In quegli anni non era difficile morire per un’influenza ma quando iniziarono ad essere troppi i decessi vennero imposti provvedimenti molto simili a quelli attuali, dalla chiusura dei locali da ballo e dei cinematografi al divieto di assembramento in particolare sui mezzi pubblici che venivano presi d’assalto con la gente che si appigliava anche all’esterno per farsi trasportare.
La maggior parte delle vittime si riscontrò tra i soldati sconfitti e debilitati fisicamente, abbandonati al loro destino in marcia verso i luoghi di origine, e untori nei confronti degli abitanti di paesi e villaggi che incontravano cammin facendo.
I consigli degli operatori sanitari erano quelli di ricovero immediato all’apparire dei primi sintomi o in alternativa ricorrere allo stretto isolamento domiciliare: quest’ultima fu la scelta predominante a fronte dell’opinione molto diffusa che chi entrava in ospedale ne usciva da morto. La primavera successiva fu quella dell’annuncio della fine dell’emergenza ma non fu così: la spagnola tornò nel tardo autunno successivo e causò altri morti in tutto il mondo.

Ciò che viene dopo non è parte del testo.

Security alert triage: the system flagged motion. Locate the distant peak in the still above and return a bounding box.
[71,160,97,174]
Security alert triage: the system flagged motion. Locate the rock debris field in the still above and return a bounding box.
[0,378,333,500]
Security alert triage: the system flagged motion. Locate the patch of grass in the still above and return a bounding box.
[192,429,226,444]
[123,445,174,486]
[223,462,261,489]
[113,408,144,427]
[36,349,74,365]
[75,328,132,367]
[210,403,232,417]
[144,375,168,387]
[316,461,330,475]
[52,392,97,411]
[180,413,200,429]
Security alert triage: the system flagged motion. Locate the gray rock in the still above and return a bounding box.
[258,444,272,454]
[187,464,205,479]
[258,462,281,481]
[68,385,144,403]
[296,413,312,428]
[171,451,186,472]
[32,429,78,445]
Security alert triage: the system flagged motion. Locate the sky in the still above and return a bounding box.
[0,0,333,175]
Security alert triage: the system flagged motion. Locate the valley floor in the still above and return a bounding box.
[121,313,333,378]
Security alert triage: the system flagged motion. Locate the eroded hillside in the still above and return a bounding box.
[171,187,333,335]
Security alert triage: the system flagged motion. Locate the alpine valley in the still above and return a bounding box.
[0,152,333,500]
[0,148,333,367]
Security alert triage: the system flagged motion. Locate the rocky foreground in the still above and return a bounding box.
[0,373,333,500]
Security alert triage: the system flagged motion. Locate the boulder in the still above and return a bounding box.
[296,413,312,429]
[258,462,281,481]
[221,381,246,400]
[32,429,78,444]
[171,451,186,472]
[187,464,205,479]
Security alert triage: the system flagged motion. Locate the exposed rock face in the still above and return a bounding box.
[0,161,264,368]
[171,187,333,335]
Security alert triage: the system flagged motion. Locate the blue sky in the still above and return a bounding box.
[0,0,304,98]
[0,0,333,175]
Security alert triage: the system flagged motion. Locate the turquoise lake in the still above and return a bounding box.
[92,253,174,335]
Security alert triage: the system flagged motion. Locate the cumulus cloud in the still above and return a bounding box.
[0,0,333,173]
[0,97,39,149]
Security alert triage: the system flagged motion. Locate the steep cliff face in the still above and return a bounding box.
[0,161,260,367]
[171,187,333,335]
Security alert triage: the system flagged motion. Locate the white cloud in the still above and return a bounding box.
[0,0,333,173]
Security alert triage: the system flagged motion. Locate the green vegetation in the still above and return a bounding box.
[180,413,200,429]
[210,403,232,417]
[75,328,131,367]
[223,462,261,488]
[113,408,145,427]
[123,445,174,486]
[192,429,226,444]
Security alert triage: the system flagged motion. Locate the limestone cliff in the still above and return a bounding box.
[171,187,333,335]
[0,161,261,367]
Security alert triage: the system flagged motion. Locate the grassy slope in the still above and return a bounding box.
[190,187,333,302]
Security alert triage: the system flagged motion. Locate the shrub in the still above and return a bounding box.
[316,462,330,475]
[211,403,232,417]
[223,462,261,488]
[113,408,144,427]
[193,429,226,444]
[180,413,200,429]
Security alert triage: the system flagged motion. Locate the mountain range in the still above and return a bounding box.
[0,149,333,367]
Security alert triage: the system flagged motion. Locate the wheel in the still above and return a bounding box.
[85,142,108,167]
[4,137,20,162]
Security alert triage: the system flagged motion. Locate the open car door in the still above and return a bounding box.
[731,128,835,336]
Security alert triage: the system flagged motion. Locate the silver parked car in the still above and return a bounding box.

Grazie anche alla collaborazione del vice-presidente della Famija Sanremasca, il dottor Marco Mauro ex consigliere comunale, vengono ricordate altre due epidemie che causarono morti e sofferenze: quella di peste tra il 1579 ed il 1581, e quella del tifo petecchiale o esantematico che tra il 1818 ed il 1819 provocò centinaia di vittime e i tanti malati trovarono posto non solo nell’ospedale, in uno dei primi reparti di isolamento di cui si abbia memoria, ma anche nella chiesa di Nostra Signora della Guardia nella frazione di Poggio.
Tra terremoti, alluvioni, eventi meteo estremi, guerre ed ora anche il Covid, qualcuno inizia ad evocare la fine del mondo.
“Nooo, non esageriamo – dice Pippione – tra qualche settimana arriverà il vaccino e pian piano ci dimenticheremo di questo virus. Mi preoccupa solo l’atteggiamento di qualche genitore che rifiuta di far vaccinare i figli e di conseguenza non si vaccinerà neppure in questo caso. Si crea il rischio che vecchie malattie come morbillo e scarlattina tornino a diffondersi generando nuove emergenze sanitarie. Ma non ci si può fare la sanità in proprio, non va bene comportarsi così”.